Para que o serviço seja aceitável a Deus e ajude a conceder “fôrça e nobreza de caráter” a quem o faz, a condição do coração é da maior importância. Não sòmente deve êle ser inteiramente abnegado; deve êle estar repleto de amor de origem celeste. “Considera Êle mais o amor e a fidelidade com que trabalhamos do que a quantidade que fazemos.” — Parábolas de Jesus, pág. 402. Isto evidencia nitidamente a diferença entre trabalho de “obrigação” e “devoção”. O primeiro não é reconhecido por Deus e só serve para aferrar-nos mais firmemente ao nosso egoísmo. Quantas vêzes devo eu ser lembrado de que nem todo o serviço feito no nome de Jesus é levado em conta — quer para Êle quer para mim! “Únicamente o trabalho realizado com muita oração e santificado pelos méritos de Cristo, demonstrar-se-á afinal haver sido eficaz.” — O Desejado de Tôdas as Nações, págs. 268 e 269. Nossos trabalhos serão eficazes sòmente quando motivados pelo amor, sobrecarregados de oração, e feitos fielmente como para Deus. O serviço que brota do coração cheio de amor celestial estabelece os princípios do reino de Deus no caráter humano.

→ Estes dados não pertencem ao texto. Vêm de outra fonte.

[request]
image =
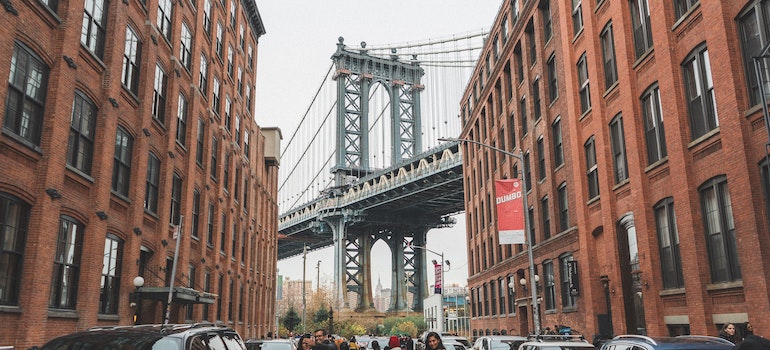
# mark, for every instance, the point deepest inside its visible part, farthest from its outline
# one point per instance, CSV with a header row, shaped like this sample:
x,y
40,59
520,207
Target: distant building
x,y
127,124
640,129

O verdadeiro motivo do serviço aceitável é a consideração amorável. “E, vendo a multidão, teve grande compaixão dêles” (S. Mat. 9:36). Esta grande fôrça impelente atingiu o clímax no suor de sangue de Cristo no Jardim do Getsêmani. Como ansiou Êle por um meio de escape daquele terrível transe! Como era forte a tentação de voltar para o Céu!

“Surge, porém, então a história da raça humana diante do Redentor do mundo. Vê que os transgressores da lei, se deixados a si mesmos, têm de perecer. . . . Vê o poder do pecado. . . . Salvará o homem, custe o que custar de Sua par-te.”—O Desejado de Tôdas as Nações, pág. 517.

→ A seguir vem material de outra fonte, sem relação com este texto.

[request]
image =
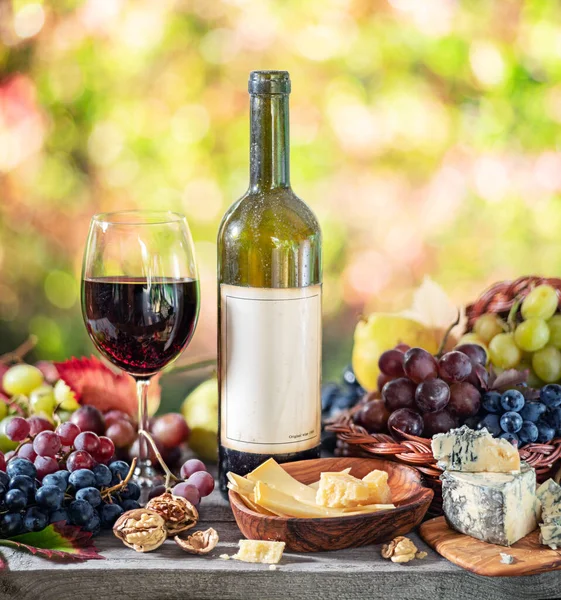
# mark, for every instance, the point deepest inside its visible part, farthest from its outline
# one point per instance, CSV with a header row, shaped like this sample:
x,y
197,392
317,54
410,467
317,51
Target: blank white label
x,y
270,368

Serei eternamente grato ao meu Salvador por haver cuidado de mim então, e ainda cuida agora! Seu interêsse custou-Lhe a vida. Tão grande foi a Sua compaixão, que arriscou mesmo a vida eterna a fim de salvar-me. Essa mesma atitude compassiva deve caracterizar o meu serviço para que seja aceitável. A crítica proferida por alguns dentre nosso povo referente tanto aos membros leigos como a obreiros, da par-te de quem percebem mostrar pouco interêsse ou nenhum pelo bem-estar de seus semelhantes, é sem dúvida justificada. Êsse procedimento de indiferença egoísta tem há muito sido uma provação para Deus e para o homem. Davi clamou: “Ninguém cuidou da minha alma!” (Sal. 142:4). Alguém por quem trabalhamos, sentirá isso mesmo a nosso respeito? Oxalá não aconteça tal!

Talvez o salmista haja corretamente sumariado as características do serviço aceitável no sexto versículo do Salmo 126: “Aquêle que leva a preciosa semente, andando e chorando, voltará sem dúvida com alegria, trazendo consigo os seus molhos.” Andar significa gastar muito de nosso tempo e energia buscando auxiliar quem está necessitado. Significa desprezar conforto, proteção e segurança para trabalhar num mundo de insegurança, lutas, contendas, egoísmo, impureza e impiedade. Poderá representar sacrifício, incompreensão, maus tratos e mesmo a morte.

O semeador, chorando, semeia a preciosa semente nos caminhos e vaiados, com oração, amorosamente, fielmente, esperançosamente. Por que? Não aspira ao louvor dos homens; não busca honras ou posições; não ultrapassa o que outros já tenham feito. Trabalha muito, esforçada e alegremente, por ter o coração transbordante de amor. Não é impelido por outro qualquer motivo. Quando estas qualidades nos caracterizam o serviço, não gastaremos muito tempo conjeturando sôbre “Que receberemos?” Um serviço tal Deus abençoará com a dupla recompensa de ganhar outras almas para o Seu reino e salvar por Sua infinita graça todos quantos servem. Quão maravilhoso é Deus! Dá-nos Êle a oportunidade de servir; provê a capacidade e a sabedoria que nos torna o trabalho produtivo — e depois nos recompensa como se o mérito fôsse nosso (Parábolas de Jesus, pág. 361). Como devemos ser agradecidos por êsse plano da maravilhosa graça divina pela qual não só somos redimidos mas é-nos concedida a elevada honra de prestar serviço a Deus e a nossos semelhantes, o que, além do mais, nos habilita para ser cidadãos do Céu!

“Quem pois está disposto a encher a sua mão, para oferecer hoje voluntariamente ao Senhor?” (l Crô. 29:5).